On March 17th, people everywhere become Irish for a day as they celebrate St. Patrick’s Day. But many people don’t know much about the real St. Patrick. If you ask the average person who St. Patrick was, you will likely be told that he was an Irish man who chased the snakes out of Ireland and became a saint. Neither of these “facts” are true, but the real Patrick had a more interesting life than his myths suggest.
The most famous of Irish saints, and the patron saint of Ireland, was not even Irish. He was born in Roman Britain, which would not have included Ireland, but would have been in what is now England. His father was from an important Roman family, and his mother was related to St. Martin of Tours, who was born in what is now Hungary.
Patrick never even saw Ireland until he was kidnapped at age 16 by Irish pirates and sold into slavery in Ireland. His master was Druid priest, and Patrick was put to work tending sheep.
Though his family was Christian, Patrick had never been interested in religion. He first became religious during his captivity, which he saw as a test of his faith, and he decided to convert the Irish to Christianity after a series of visions told him to do so.
Patrick had to escape his enslavement to achieve his goals. To do so, he managed to convince a group of sailors to let him sail away with them. High drama ensued, as the crew had to abandon their boat on the coast of France after three days. Patrick wandered over 200 miles in seven weeks, and eventually found some of his family.
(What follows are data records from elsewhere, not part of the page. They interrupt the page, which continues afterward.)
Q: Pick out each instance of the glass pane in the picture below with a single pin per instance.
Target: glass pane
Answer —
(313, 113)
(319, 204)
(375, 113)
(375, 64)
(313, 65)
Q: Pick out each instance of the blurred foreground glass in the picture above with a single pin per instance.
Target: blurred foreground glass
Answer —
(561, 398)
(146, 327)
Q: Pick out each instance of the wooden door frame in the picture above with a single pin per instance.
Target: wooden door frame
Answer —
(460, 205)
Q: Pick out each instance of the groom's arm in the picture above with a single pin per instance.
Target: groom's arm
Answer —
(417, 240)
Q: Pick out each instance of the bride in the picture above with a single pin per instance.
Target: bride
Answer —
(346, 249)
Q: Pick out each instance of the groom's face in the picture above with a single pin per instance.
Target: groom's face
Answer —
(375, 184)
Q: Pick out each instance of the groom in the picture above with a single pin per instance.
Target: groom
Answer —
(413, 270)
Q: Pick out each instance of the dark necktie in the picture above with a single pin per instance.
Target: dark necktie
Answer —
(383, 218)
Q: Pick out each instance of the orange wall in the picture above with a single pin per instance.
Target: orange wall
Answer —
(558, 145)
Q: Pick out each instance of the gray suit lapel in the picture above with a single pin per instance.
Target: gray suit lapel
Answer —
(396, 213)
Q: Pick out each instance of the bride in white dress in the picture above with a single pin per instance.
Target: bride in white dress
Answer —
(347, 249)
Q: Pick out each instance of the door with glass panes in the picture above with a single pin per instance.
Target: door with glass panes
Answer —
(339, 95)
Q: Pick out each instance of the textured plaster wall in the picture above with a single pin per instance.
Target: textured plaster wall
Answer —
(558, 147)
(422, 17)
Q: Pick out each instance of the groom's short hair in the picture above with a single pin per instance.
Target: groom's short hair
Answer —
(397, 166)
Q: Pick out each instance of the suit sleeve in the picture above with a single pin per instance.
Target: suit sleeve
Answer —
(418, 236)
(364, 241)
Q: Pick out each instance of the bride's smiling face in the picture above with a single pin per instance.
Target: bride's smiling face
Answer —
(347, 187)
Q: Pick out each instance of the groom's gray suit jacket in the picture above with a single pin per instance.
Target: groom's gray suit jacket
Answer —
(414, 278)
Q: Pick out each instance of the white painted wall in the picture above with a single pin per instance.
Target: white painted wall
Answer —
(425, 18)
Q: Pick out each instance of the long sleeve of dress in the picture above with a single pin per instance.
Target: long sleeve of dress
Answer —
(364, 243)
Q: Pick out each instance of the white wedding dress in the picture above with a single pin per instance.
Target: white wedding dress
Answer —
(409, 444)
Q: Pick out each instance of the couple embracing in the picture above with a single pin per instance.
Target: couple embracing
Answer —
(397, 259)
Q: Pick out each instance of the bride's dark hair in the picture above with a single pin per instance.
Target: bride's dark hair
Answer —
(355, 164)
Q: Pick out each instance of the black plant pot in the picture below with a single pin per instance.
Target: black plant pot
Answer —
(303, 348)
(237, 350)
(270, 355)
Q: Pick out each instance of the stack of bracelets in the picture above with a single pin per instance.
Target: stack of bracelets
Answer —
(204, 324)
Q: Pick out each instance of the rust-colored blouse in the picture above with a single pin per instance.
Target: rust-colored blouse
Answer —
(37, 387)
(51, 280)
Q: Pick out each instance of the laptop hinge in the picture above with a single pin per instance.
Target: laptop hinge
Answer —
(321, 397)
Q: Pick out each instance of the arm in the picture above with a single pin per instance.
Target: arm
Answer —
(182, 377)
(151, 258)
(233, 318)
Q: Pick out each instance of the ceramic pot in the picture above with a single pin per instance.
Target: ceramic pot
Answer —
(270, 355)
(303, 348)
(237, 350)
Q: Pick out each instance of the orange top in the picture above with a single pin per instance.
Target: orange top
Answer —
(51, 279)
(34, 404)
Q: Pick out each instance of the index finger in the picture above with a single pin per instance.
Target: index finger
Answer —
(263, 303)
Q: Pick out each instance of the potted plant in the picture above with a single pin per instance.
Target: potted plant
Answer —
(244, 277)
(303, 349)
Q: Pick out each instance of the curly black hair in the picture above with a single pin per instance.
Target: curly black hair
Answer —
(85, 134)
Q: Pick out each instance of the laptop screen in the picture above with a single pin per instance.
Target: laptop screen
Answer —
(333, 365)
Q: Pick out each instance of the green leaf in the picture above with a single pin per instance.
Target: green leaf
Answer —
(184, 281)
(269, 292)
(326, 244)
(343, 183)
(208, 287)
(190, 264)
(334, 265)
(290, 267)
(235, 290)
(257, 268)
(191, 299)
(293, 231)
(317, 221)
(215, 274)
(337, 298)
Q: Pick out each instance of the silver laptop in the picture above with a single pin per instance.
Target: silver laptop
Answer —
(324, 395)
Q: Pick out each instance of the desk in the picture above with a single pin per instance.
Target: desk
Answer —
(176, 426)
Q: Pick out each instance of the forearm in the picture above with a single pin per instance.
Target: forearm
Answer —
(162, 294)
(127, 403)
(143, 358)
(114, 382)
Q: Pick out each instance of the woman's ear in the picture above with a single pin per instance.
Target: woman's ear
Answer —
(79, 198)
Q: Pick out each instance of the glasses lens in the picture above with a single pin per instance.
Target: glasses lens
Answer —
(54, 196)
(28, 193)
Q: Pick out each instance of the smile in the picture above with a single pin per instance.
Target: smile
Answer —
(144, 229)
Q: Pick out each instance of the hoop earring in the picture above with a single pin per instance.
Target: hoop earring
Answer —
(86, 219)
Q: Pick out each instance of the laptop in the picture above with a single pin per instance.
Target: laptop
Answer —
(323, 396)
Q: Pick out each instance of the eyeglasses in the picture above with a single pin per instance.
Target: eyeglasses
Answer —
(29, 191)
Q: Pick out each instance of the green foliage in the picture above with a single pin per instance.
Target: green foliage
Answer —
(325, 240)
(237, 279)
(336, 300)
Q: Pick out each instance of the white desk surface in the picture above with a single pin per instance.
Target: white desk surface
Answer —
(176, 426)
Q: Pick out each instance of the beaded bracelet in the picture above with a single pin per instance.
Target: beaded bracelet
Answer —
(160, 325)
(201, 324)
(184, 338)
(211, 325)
After becoming free, he set about his goal of converting the Irish. He achieved success because he did not require the Irish to abandon all of their pagan rituals. He even let them continue to believe in their original gods, but he told the Irish these gods were actually demons. He also invented the Celtic cross, which combined Irish sun-worship with the Christian cross symbol.
As for the famous snake story, there is no way that it could have happened. Ireland is one of several countries that has never had snakes. This is due to Ireland’s long separation, first by glaciers and then the sea, from mainland Europe. Scholars believe that the snake story may be purely allegorical. Snakes are symbols of evil to Christians and have been linked to pagan practices. The eradication of snakes from Ireland may be a metaphor for the eradication of paganism.
Though we can’t thank Patrick for ridding a country of snakes, we can, in a roundabout way, thank him for giving rise to a lot of fantastic parades and parties all over the world every March. If you enjoy these festivities, raise a glass of your green beer to the Roman Britain slave who brought a new religion to Ireland.